After a series of scripture readings the Pope delivered a homily urging Christians to remember the moment they first felt the love of God, saying that Jesus' resurrection is a time to relive this experience anew. Referring to narration of the Lord’s resurrection, the Pope drew attention to the angel’s greetings to the women at Jesus’ tomb: “Do not be afraid!” … He has been raised from the dead… go and tell my brothers to go to Galilee; there they will see me.” The Pope explained that call to "return to Galilee, the place of the first call, where it all began". He said "For each of us, too, there is a "Galilee" at the origin of our journey with Jesus. It means rediscovering our baptism as a living fountainhead, drawing new energy from the sources of our faith and our Christian experience. To return to Galilee to return to that blazing light with which God's grace touched me at the start of the journey, the flame which can “bring heat and light to my brothers and sisters” today and every day.

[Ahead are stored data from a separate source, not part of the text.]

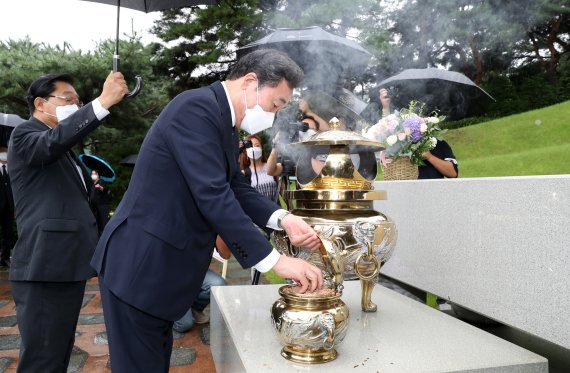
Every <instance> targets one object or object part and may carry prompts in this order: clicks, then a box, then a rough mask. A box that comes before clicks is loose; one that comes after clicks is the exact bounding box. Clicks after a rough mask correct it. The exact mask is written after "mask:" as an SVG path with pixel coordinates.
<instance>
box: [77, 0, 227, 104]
mask: <svg viewBox="0 0 570 373" xmlns="http://www.w3.org/2000/svg"><path fill="white" fill-rule="evenodd" d="M81 1H91V2H95V3H102V4H109V5H117V36H116V40H115V51H114V52H113V72H116V71H119V61H120V57H119V24H120V18H121V17H120V14H121V6H123V7H125V8H129V9H134V10H140V11H142V12H145V13H149V12H154V11H159V10H165V9H173V8H184V7H191V6H196V5H214V4H217V3H218V0H160V1H159V0H122V1H121V0H81ZM135 80H136V85H135V88H134V89H133V90H132V91H131V92H129V93H128V94H127V95H126V96H125V97H130V98H132V97H135V96H136V95H138V94H139V93H140V90H141V88H142V77H141V76H140V75H137V76H135Z"/></svg>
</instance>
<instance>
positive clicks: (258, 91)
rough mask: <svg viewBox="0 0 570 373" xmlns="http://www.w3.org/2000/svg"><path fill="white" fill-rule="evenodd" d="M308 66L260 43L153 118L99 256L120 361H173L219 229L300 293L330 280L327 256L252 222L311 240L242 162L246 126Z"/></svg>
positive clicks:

That flame ignites a humble joy, a joy which sorrow and distress cannot dismay, a good, gentle joy. This Galilee is also an experience of a personal encounter with Jesus Christ, which all began when he cast his merciful and loving gaze on me. The Pope thus urged all to ask themselves: “What is my Galilee? Where is my Galilee? Did it go away or I remember it? Have I forgotten it? Have I gone off on roads and paths which made me forget it?”
After his homily the Pope observed an Easter vigil tradition, baptizing 10 persons. The 8 males and 2 females were from Italy, Belarus, Senegal, Lebanon, France and Vietnam. They also received the sacraments of Confirmation and Holy Eucharist.